Ethiopian-American philologist (1931–2021)

Getatchew Haile (ጌታቸው ኀይሌ; April 19, 1931 – June 10, 2021) was an Ethiopian-American philologist widely considered the foremost scholar of the Geʽez language and one of its most prolific (he published more than 150 books and articles). He was acknowledged for his contributions to the field with a MacArthur Fellows Program "genius" award and the Edward Ullendorff Medal from the Council of the British Academy. He was the first Ethiopian and the first African to win the award.

== Early life ==

Haile was born in the rural village of Tute in Shenkora (part of the province of Shoa in the Ethiopian Empire). As a boy, he attended an Ethiopian Orthodox Church school, where he learned the Geʽez liturgical language and "devoted his energies to reading and understanding the texts."

From 1945 to 1951, he attended Trinity School in Addis Ababa. Haile moved to Cairo in 1952, and lived there through most of the 1950s, graduating from the Coptic Theological College, Cairo, Egypt with a B.D. in 1957, and from the American University in Cairo, with a B.A. in 1957. He then moved to West Germany in 1957, where he received a Ph.D. from the University of Tübingen in Semitic Philology in 1962. The title of his dissertation was Das Verbalsystem im Äthiopischen: Ein morphologischer Vergleich mit den orientalischen semitischen Sprachen. Haile married Misrak Amare on July 12, 1964, in Sidamo.

During the Ethiopian Revolution in 1974, Haile, a believer in constitutional monarchy under the Solomonic dynasty, became a member of the transitional Ethiopian Parliament from Shoa province. Due to his vocal criticism of both dictator Mengistu Haile Mariam and the Marxist–Leninist and Soviet-backed Derg military dictatorship, the Ethiopian Army came to Haile's home at the beginning of the Red Terror in 1975. According to the Ethiopian Government, Haile was involved in a shootout while resisting arrest, but was eventually wounded and captured. According to Getachew Haile, on the other hand, he was the victim of a premeditated and unprovoked assassination attempt by a Derg death squad. After the BBC World Service and Voice of America publicized him as a prisoner of conscience worldwide, the Ethiopian government released him. Through the intervention of friends, Haile was allowed to travel to London for medical treatment. He was left as a paraplegic due to bullet damage to his spinal cord, and needed to use a wheelchair for the remainder of his life.

== Academic career ==

Haile was associate professor in the Department of Ethiopian Languages and Literature, Haile Selassie I University (now Addis Ababa University), from 1962 to 1969, and 1971 to 1974, where he taught Amharic Grammar, Amharic Literature, Ge'ez Grammar, Ge'ez Literature, Arabic Grammar, and Semitic Linguistics. He was appointed head of the department in 1965.

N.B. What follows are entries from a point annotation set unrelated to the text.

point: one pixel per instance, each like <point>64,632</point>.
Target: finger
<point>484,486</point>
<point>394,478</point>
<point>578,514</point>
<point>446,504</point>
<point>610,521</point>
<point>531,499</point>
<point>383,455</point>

After arriving in the U.S. in 1976, Haile joined Saint John's University in Collegeville, Minnesota. He eventually became a Regents Professor Emeritus of Medieval Studies and Curator Emeritus of the Ethiopian Study Center at the Hill Museum & Manuscript Library. At HMML, he prepared catalogues of more than six thousand Ethiopian manuscripts and trained Ethiopic manuscript cataloguers in paleography, dating, and other skills.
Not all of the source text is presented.